The penalties for rape, like all others, must be consistent with the harm the act inflicts on the victims. In other words, the sentences must be similar to the extract below:
‘If a sexual, domestic offender is infected with HIV and has knowledge or reasonable suspicion that he is infected, he will be sentenced to life imprisonment.’
The Bill takes the deliberate infection with HIV/AIDS seriously. Simultaneously, the same Bill plays down other acts of rape. It is absurd. The sanction that takes some actions seriously neglects to see the harms caused by other sexually transmitted diseases. These psychological scars are often deep-rooted and almost impossible to cure. The sanctions of the offences must match the scars that the crimes leave on the victims. It must not be discretionary. The Bills must include minimum sentences. Such a minimum sentence in a country that still practises capital punishment should be reasonably close to a death sentence.

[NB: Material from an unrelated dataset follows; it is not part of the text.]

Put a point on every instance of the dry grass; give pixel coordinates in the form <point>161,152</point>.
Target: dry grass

Domestic violence is costly to Lesotho. It burdens the country’s essential services such as healthcare, police and judicial services and fosters victims’ absenteeism from work and school. The education statistics paint a favourable picture for women in Lesotho. Yet when it comes to position authority, the same discriminated against.
Lesotho has one of the highest per capita occurrences of rape and gender violence in the world. The South African experience reveals what the intervention of law does to protect women. It fails to alter the phenomenon. Enforcement on its own is not the solution to this problem. Lesotho has to identify proactive, innovative interventions that would significantly reduce the prevalence of rape and incidents of gender violence.
Lesotho is aware that the best solution to this scourge is not medical. Prevention is better than cure. Like HIV/AIDS and Covid-19 pandemics and climate change, the key is prevention through education, education and more education. There are several ways that the country can proactively approach the scourge educationally. Domestic violence is part of the social and life skills that children need as part of their development. The school curriculum must incorporate social and life skills.
The most common method for education in the nation is through non-formal and informal education. Civil society must engage in structured national awareness campaigns through marches and mass media, print or digital. They must be at a similar scale to HIV/AIDS. These campaigns must include prominent men in Lesotho. This should include the heads of all arms of government, including Their Majesties and the Church. Basotho trusted religious leaders and organisations. This trust places them in strategic positions where they could positively sway Basotho attitudes on domestic violence.
Engaging men is the new approach. Men’s active participation as partners must be encouraged. South Africa showed that threatening offenders does not often act as a deterrent. The nation must teach the would-be-offenders from the strength of people’s inherent goodness. Education must emphasise the goodness in people. Education must focus on the values of humanity and peaceful coexistence. Sanctions in the Bill are consequences. They should not be the focus of the Bill.
Finally, the scourge of women abuse has reached pandemic proportions. The legal recourse curbs the plague. But this intervention is inadequate. The crimes persist. I urge a positive approach, an educational process. The approach must assert women, girls and the vulnerable as human beings and augment their rights. Combining the legal intervention with educational approaches will take Lesotho a long way towards eradicating this appalling scourge.
Indeed, a woman is championing the fight for women emancipation in Lesotho. ‘Aluta continua’!